Seperti sudah menjadi budaya dalam sebuah pembayaran SPP/Registrasi terjadi antrian seperti yang ada dalam gambar yaitu di Universitas tercinta kita ini Unijoyo. Mulai dari kegiatan mengambil KHS yang harus antri, Mengambil blangko BTN di cendana juga harus antri dan terkadang harus menunggu karena kehabisan blangko dan berikutnya antri mentranfer uang di BTN cendana dengan urutan sampai ratusan orang. Tidak hanya sampai disitu seperti yang terjadi kemarin tanggal 14-02-2011 semua anak sudah mendapat nomor antri dari pihak satpam BTN hingga mencapai ratusan antrian, namun yang terjadi tidak lama kemudian nomor antri itu sudah tidak berlaku lagi tidak jelas alasannya dari satpam BTN namun ada yang bilang nomor antrinya mudah dipalsukan oleh mahasiswa yang nakal (katanya….!!!). Setelah itu diganti dengan sistem pembayaran antri langsung berbaris ke belakang, namun yang terjadi malah desak-desakan antar mahasiswa Unijoyo pun tidak terhindarkan dan parahnya tidak dipisahkan antara baris antrian antara laki-laki dan perempuan dan yang terjadi saling dorong mendorong pun terjadi. Tidak lama kemudian terjadi perubahan kebijakan lagi dengan memakai nomor antrian lagi, tapi kali ininomor antrian tersebut dikasi tanda tangan dari pihan BTN yang perlu disesalkan kasihan para mahasiswa yang sudah antri desak-desakan yang sudah ada di depan dengan demikian dia harus dibatalkan urutan antrinya dan harus mengambil nomor antrian lagi dan bahkan ada mahasiswa yang melakukan pembayaran ke BTN bangkalan. Namun alhamdhulilah dengan dikasihnya nomor antrian yang kedua ini sistem pembayaran di BTN ini menjadi kondusif. Setelah sukses mentransfer dari BTN, itu kita masih kurang , kita masih harus disuruh antri lagi di kantor pusat untuk mengambil kartu KRS dan PIN huftttttt capek kawan.

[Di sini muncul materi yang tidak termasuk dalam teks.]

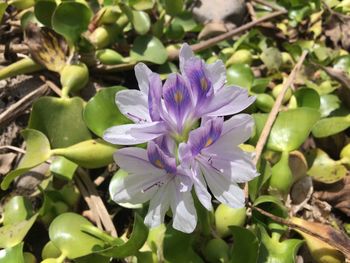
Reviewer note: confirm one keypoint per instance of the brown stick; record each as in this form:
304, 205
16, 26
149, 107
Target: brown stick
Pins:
290, 224
204, 44
273, 114
15, 109
96, 199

Gambar BTN kampus yang dikasi Terop.
Hal yang perlu disesalkan tidak ada pemberitahuan terjadi perubahan tempat pembayaran dai BTN kampus ke BTN cendana, sehingga membuat mahasiswa harus bolak-balik ke kampus lalu ke BTN cendana berulang-ulang kali, apalagi yang naik motor akan dikenakan biaya parkir ketika di BTN cendana dan juga kasihan yang jalan kaki, dan jugak apagunanya BTN kampus dikasi terop itu…!!!!!!!!?????.
Sampai kapan sistem pembayaran yang kurang efektif ini akan berakhir, mulai dari antri mengambil KHS, antri mengambil blangko BTN, antri mentransfer uang, antri mengambil KRS, antri mengambil PIN dan antri pemrograman pelajaran secara Oline subhanallah…!!!!!!!.

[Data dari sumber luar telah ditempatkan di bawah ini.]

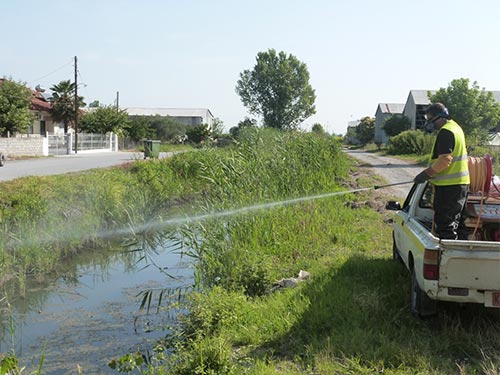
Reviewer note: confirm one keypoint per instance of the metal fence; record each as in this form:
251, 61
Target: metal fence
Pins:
92, 142
58, 144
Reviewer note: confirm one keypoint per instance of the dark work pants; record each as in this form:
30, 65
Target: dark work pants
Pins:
450, 211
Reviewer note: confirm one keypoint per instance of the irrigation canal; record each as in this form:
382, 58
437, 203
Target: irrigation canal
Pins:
91, 315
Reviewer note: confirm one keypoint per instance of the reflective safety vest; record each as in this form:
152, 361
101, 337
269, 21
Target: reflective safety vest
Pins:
458, 171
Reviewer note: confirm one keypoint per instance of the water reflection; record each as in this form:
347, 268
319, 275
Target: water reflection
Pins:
89, 314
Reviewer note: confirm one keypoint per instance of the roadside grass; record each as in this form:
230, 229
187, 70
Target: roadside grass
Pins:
351, 317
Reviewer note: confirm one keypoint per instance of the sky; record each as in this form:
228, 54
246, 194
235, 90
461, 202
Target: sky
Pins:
189, 54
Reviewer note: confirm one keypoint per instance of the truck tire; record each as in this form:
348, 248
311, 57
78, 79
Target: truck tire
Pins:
395, 252
421, 305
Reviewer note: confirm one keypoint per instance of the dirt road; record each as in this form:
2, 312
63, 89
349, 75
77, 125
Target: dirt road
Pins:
391, 169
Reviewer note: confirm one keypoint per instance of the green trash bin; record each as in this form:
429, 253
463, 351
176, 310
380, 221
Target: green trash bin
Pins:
151, 148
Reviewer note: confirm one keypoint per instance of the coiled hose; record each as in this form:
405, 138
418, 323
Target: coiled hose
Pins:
480, 172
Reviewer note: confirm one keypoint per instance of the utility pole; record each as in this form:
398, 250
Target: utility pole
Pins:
76, 107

Seharus agar kegiatan KRS-an ini bisa berjalan efektif dilakukan sebuah manajemen dimana dibuat gelombang pendaftaran menjadi dua gelombang atau tiga gelombang, selain itu kegiatan pengambilan KRS dan PIN seharusnya tidak di sentralisir di kantor pusat, namun di serahkan ke masing-masing fakultas sehingga antrian yang panjang tidak akan terjadi seperti kamarin. Semoga kejadian seperti ini tidak terulang lagi di tahun-tahun berikutnya yang bisa menyengsarakan adek-adek mahasiswa dan mahasiswi…amien.